En su brillante exposición ante un auditorio ciego y sordo en el Congreso de la Nación, la jurista Aída Kemelmajer sintetizó el año pasado toda la controversia sobre la interrupción voluntaria del embarazo en una sola frase: “las mujeres no somos objetos de la reproducción humana”. Que somos sujetas con capacidad de decisión, que tenemos un cuándo, un cómo, un porqué y un sinfín de razones para decidir la maternidad, una materia que no se dicta ni en las facultades de medicina ni de derecho. En realidad cuando un médic@ se presenta como objetor de conciencia, no plantea su propio impedimento moral a realizar una acción contraria a sus creencias (la interrupción legal del embarazo) sino que objeta la decisión moral de la mujer que se niega a ser madre. Lo que le resulta insoportable, en definitiva, es que esa mujer sea sujeto –y no objeto– de la reproducción. 

¿Son, acaso, médicos que odian a las mujeres? Para odiarlas habría que considerarlas personas, tal y como realizan desde hace décadas las organizaciones feministas que sí escuchan a las mujeres. Tampoco es casualidad que del otro lado del banquillo había otra profesional de la medicina, la inquebrantable defensora de las mujeres Marta Milesi. Pero entre acusadora y acusado no había solo dos médicos, sino dos cosmovisiones de la medicina, de la política y de la vida humana. La misma Milesi declaró en el juicio que tomó la decisión de denunciar ante la justicia cuando vio el estado de cosificación al que habían reducido a la joven en el hospital, despojada hasta de su propia palabra. 
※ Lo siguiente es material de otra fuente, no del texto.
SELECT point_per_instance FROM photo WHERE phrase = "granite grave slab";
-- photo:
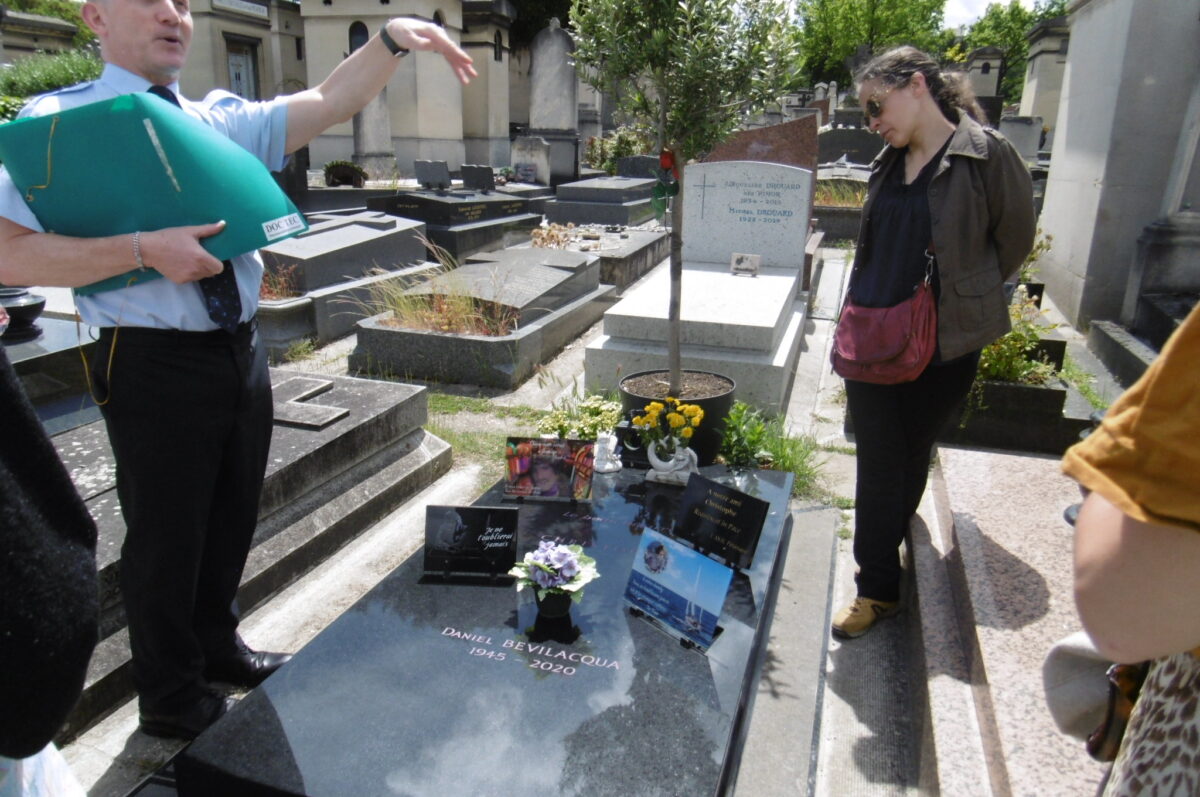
(790, 143)
(436, 689)
(747, 328)
(463, 222)
(339, 247)
(555, 305)
(432, 174)
(478, 178)
(52, 373)
(603, 201)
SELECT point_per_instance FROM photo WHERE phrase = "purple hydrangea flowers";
(552, 565)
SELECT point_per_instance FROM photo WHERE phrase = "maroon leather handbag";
(887, 345)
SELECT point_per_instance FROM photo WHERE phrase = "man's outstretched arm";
(363, 76)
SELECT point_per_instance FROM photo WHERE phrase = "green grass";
(443, 403)
(1074, 375)
(465, 423)
(485, 449)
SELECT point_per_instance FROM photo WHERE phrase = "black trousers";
(189, 417)
(894, 432)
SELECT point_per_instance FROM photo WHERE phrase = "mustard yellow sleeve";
(1145, 457)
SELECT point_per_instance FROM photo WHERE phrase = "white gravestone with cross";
(744, 327)
(749, 208)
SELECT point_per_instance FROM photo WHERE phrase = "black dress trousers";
(189, 417)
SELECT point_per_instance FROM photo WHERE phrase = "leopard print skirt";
(1161, 751)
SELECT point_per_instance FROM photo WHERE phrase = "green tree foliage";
(46, 72)
(689, 70)
(833, 30)
(1006, 28)
(66, 10)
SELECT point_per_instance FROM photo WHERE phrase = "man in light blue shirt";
(185, 390)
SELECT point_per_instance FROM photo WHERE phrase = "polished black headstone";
(437, 689)
(478, 178)
(454, 208)
(465, 543)
(432, 174)
(721, 520)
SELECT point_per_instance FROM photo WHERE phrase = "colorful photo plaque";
(549, 469)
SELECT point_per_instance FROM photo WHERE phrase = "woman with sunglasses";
(952, 199)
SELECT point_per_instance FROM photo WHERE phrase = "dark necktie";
(220, 292)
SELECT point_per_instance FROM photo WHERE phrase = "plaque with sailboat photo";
(678, 588)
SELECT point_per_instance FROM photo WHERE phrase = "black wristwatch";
(390, 43)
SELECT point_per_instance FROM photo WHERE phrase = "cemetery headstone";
(745, 207)
(1024, 133)
(478, 178)
(748, 329)
(553, 101)
(432, 688)
(792, 143)
(637, 166)
(531, 159)
(372, 138)
(432, 174)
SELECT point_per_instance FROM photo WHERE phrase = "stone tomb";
(555, 295)
(331, 269)
(603, 201)
(462, 222)
(478, 178)
(343, 454)
(449, 689)
(52, 373)
(745, 328)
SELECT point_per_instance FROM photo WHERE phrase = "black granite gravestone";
(637, 166)
(478, 178)
(435, 689)
(432, 174)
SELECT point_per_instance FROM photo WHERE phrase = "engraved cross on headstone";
(292, 407)
(703, 187)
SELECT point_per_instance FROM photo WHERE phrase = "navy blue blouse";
(899, 231)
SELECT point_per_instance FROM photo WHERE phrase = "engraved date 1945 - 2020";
(540, 657)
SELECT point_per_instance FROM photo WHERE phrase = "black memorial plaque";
(469, 541)
(444, 689)
(721, 520)
(432, 174)
(478, 178)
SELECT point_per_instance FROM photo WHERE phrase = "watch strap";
(390, 43)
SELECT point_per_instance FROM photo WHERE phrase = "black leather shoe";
(246, 669)
(187, 721)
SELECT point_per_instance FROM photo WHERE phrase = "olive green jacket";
(981, 207)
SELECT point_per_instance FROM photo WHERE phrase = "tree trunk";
(673, 358)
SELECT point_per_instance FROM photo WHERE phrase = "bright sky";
(964, 12)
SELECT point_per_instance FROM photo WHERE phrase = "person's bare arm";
(1135, 583)
(29, 257)
(363, 76)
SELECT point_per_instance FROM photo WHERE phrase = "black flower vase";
(555, 604)
(553, 619)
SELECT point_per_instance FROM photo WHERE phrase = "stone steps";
(323, 487)
(994, 591)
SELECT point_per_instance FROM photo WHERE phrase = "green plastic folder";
(138, 162)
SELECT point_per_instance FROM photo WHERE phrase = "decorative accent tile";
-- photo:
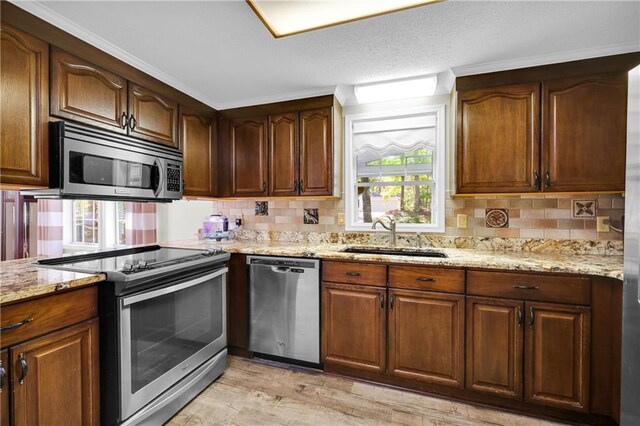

En los hospitales públicos la mayoría de estos dilemas se resuelven por la lógica de la ley de la selva: gana el más fuerte y se impone el más poderoso y, sobre todo, nadie se entera. Lo más probable es que a partir de ahora lluevan rabiosas y corporativas objeciones de conciencia –más rabiosas que conscientes porque a nadie le gusta perder el privilegio de la arbitrariedad– pero mientras se espera el fundamento de la sentencia, la apelación y las sucesivas etapas, lo único que está sobre la mesa, por primera vez, es que negarle a una mujer un aborto legal es un delito al que se le está terminando la impunidad.